NHK公式サイトより

 25日放送のNHK『ノーナレ』で、養子縁組したある家族が取り上げられた。

 東村山市に住む山内きみ江さん(85歳)は、ハンセン病を患ったことを理由に子どもを持つことが許されなかったつらい経験を持つ。

 貧しい農家に三男五女の三女として生まれたきみ江さんさんは、小学3年生のころにハンセン病を発症。時にそんな体に産んだ両親を恨み、年頃になり同世代の女性が結婚したと聞くと寂しくてたまらなかったという。

 その後、家族や友人と引き離され、療養所に入所させられたきみ江さんは、”断種”を条件に、同じ入所者だった夫と見合い結婚をした。当時療養所では、子どもを持つことは許されなかったのだ。しかも夫は肝硬変を患っており、ベッドに寝た切りの状態で、医師から告げられた余命はわずか4年。断種手術により、余命がさらに短くなることも心配されたが、「俺だって男だ」と、手術を受けたという。

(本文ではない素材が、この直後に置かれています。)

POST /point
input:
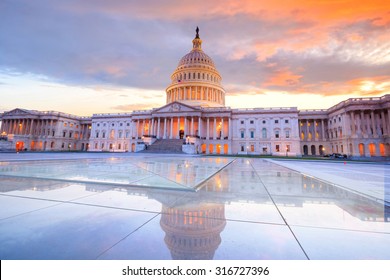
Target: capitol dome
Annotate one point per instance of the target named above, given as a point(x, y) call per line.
point(196, 81)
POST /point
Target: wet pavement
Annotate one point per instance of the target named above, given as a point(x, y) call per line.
point(109, 206)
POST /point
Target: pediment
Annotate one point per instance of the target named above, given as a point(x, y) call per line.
point(17, 111)
point(175, 107)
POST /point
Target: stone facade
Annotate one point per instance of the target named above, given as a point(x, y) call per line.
point(196, 113)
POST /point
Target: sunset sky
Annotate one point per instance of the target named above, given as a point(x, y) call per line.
point(98, 56)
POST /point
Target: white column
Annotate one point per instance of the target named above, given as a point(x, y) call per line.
point(192, 125)
point(185, 127)
point(178, 128)
point(171, 134)
point(222, 130)
point(388, 121)
point(200, 127)
point(230, 130)
point(353, 123)
point(158, 128)
point(307, 130)
point(374, 134)
point(383, 123)
point(165, 129)
point(215, 128)
point(362, 123)
point(208, 128)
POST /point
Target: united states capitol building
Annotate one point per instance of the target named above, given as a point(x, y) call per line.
point(195, 120)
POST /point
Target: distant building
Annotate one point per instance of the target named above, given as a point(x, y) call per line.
point(195, 120)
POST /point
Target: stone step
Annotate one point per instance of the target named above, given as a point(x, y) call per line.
point(165, 146)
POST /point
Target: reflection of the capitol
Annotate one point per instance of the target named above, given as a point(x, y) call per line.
point(193, 221)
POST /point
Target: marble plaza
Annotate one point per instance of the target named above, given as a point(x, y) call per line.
point(153, 206)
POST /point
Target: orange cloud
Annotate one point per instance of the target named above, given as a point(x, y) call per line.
point(283, 77)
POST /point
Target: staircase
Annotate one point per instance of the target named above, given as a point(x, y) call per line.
point(165, 146)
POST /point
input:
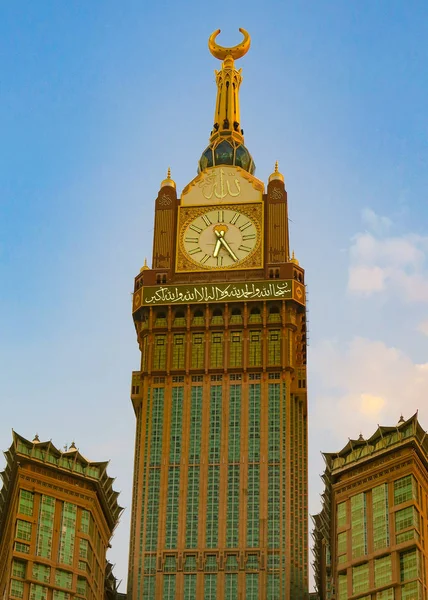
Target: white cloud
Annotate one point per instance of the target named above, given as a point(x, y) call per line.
point(375, 222)
point(367, 384)
point(366, 280)
point(423, 327)
point(397, 264)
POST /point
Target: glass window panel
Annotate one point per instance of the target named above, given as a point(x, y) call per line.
point(383, 571)
point(358, 525)
point(360, 578)
point(405, 489)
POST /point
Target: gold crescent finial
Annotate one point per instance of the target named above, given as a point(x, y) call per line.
point(235, 52)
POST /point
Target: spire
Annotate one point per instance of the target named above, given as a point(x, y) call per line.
point(145, 266)
point(168, 181)
point(227, 137)
point(276, 174)
point(294, 259)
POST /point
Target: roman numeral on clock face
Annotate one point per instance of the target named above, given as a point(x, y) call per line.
point(245, 226)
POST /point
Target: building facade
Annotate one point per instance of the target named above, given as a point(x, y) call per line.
point(57, 515)
point(371, 535)
point(219, 505)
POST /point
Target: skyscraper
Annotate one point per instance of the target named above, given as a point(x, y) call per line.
point(370, 537)
point(57, 514)
point(219, 506)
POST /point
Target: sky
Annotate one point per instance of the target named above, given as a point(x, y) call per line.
point(98, 98)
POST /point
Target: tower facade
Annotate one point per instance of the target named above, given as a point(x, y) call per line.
point(370, 537)
point(220, 481)
point(57, 515)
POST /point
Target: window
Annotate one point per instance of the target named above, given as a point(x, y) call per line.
point(198, 350)
point(210, 587)
point(45, 527)
point(214, 466)
point(341, 514)
point(274, 315)
point(17, 588)
point(252, 586)
point(20, 547)
point(342, 547)
point(19, 568)
point(60, 595)
point(159, 354)
point(216, 350)
point(63, 579)
point(179, 319)
point(255, 316)
point(174, 469)
point(410, 565)
point(189, 587)
point(81, 586)
point(236, 349)
point(68, 531)
point(255, 349)
point(385, 594)
point(217, 318)
point(236, 316)
point(38, 592)
point(41, 573)
point(168, 587)
point(26, 503)
point(405, 489)
point(358, 524)
point(412, 591)
point(198, 318)
point(274, 347)
point(85, 519)
point(405, 518)
point(342, 585)
point(160, 320)
point(178, 351)
point(383, 571)
point(233, 479)
point(380, 517)
point(23, 530)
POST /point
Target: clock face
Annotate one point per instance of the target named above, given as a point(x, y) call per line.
point(220, 238)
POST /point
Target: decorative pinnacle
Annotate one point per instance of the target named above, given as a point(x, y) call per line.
point(234, 52)
point(276, 175)
point(168, 181)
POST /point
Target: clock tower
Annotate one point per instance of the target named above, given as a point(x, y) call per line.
point(219, 508)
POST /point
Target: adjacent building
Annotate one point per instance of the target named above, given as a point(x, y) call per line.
point(57, 514)
point(219, 506)
point(371, 535)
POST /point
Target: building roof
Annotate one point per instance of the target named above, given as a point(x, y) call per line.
point(70, 461)
point(384, 438)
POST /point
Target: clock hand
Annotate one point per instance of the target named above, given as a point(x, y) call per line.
point(220, 238)
point(217, 248)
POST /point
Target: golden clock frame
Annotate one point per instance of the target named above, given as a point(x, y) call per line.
point(186, 214)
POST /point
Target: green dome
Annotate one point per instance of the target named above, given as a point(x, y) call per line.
point(227, 152)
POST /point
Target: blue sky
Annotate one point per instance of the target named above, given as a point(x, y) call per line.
point(99, 98)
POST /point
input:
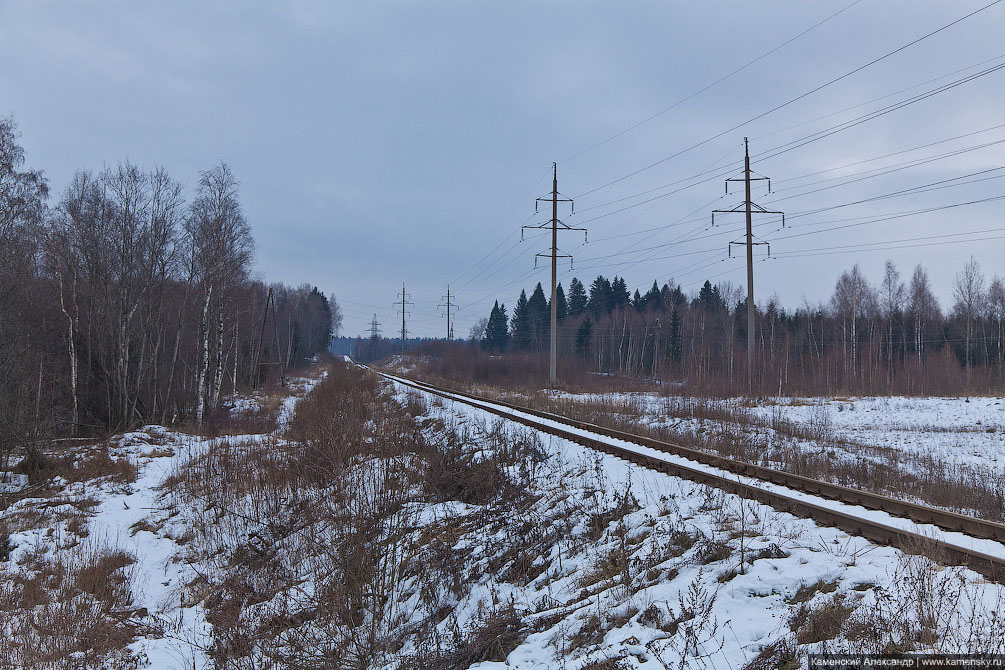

 子どもが欲しくてたまらなかったというきみ江さんだが、67歳のときに転機が訪れる。日頃お世話になっているお寺から、「もうすぐ高校を卒業する里子のひとりを養子にして引き取らないかと」と申し入れがあり、マユミさんを養子として迎えることになったのだ。

 マユミさんは物心ついたときには、すでに兄と共に施設に預けられていた。一度だけ母が訪ねてきたというが、記憶に残っていない。さらにその母は施設の前で焼身自殺を図った。その後、お寺に預けられ、ほかの里子4人と共に育つ。

「今さら家族が変わることは嫌じゃなかったし、今度は山内さんとこね、くらいの感じでした。“やった、東京に行ける”って」

 お寺での厳しい生活から解放され、髪を染めたり、ピアスの穴を開けたり、自由を謳歌し始めたマユミさん。特に父親はマユミさんをかわいがり、「お金が足りない」と泣きつけば、「しょうがないな。お母さんには内緒だぞ」と出してくれたという。

 時にはケンカもしながら少しずつ親子の距離を縮める中、事件が起きる。マユミさんが21歳のとき、妊娠が発覚したのだ。

当時付き合っていた2歳年下の男性は、妊娠を告げるとマユミさんの元から去った。 産みたいけど、経済力はないし、どうしたらいいのかわからない――神にもすがる気持ちで母親(きみ江さん)に相談した。

「最終的には、そんな親のところに来る子どもはかわいそうだって。産むか産まないか悩んでいる親のところに来るのはかわいそう、ましてや経済力のない親のところに来る子どもはかわいそう。それを考えたら、次にちゃんとした相手との間に子どもが生まれたら、その子を2人分愛しなさい。けじめをつけなさいって」

 子どもを産めなかったからこそ、鬼となって自分を諭してくれた母親。

この件をきっかけに、2人は本当の意味で親子になったという。

 そんなマユミさんは現在、夫と3人の息子たちと一緒に幸せに暮らしている。長男はマユミさんの実兄の子どもだが、DVが原因で離婚し、両親は失踪。マユミさん夫婦が引き取り、養子にしたという。長男は、母親と別の男性の間にできた子どもだったため、実際は叔母でもなんでもないが、「この子を引き取りたい」というマユミさんに、夫も同意してくれた。

「ワケありってちょっと傷がついてる、規格外なだけ。

だけど中身は変わらない。ワケあり大歓迎です」(マユミさん)

 養子縁組、ハンセン病、虐待という重いテーマながら、全編から伝わってくるのは悲壮感ではなく、家族の温かさと強さだ。

 特に、病気の影響で指が変形してしまったきみ江さんが、慣れた様子で包丁を持ち、丁寧に皮をむいているシーンは印象的だ。

 きみ江さんは言う。

「私はよく食べる物に例えるんだけど、同じりんごでも、お店に売られてるピカピカの物はりんごって呼ぶけど、木から落ちちゃったりしたら“ワケあり”とか言われる。木から落とされて蹴飛ばされて踏まれてるような果物があるとするなら、私はそういう人間かもしれない。

でも、踏まれても蹴られても私はりんごなんだ。人が食べてくれるまで頑張ろうって、そう思うから。りんごはりんごなんだ。人間は人間なんだって」。

 一方、マユミさんは、「もし家族を色に例えるならレインボー、虹そのもの」と笑う。

 血のつながりだけが家族ではない。それぞれ事情を抱えた他人同士が型を寄せ合い、家族を築き上げることもできる。自分が人から傷つけられ、”キズモノ”として扱われてきた分、誰にでも優しくあろうとするきみ江さん、そして杉山家には、笑顔があふれていた。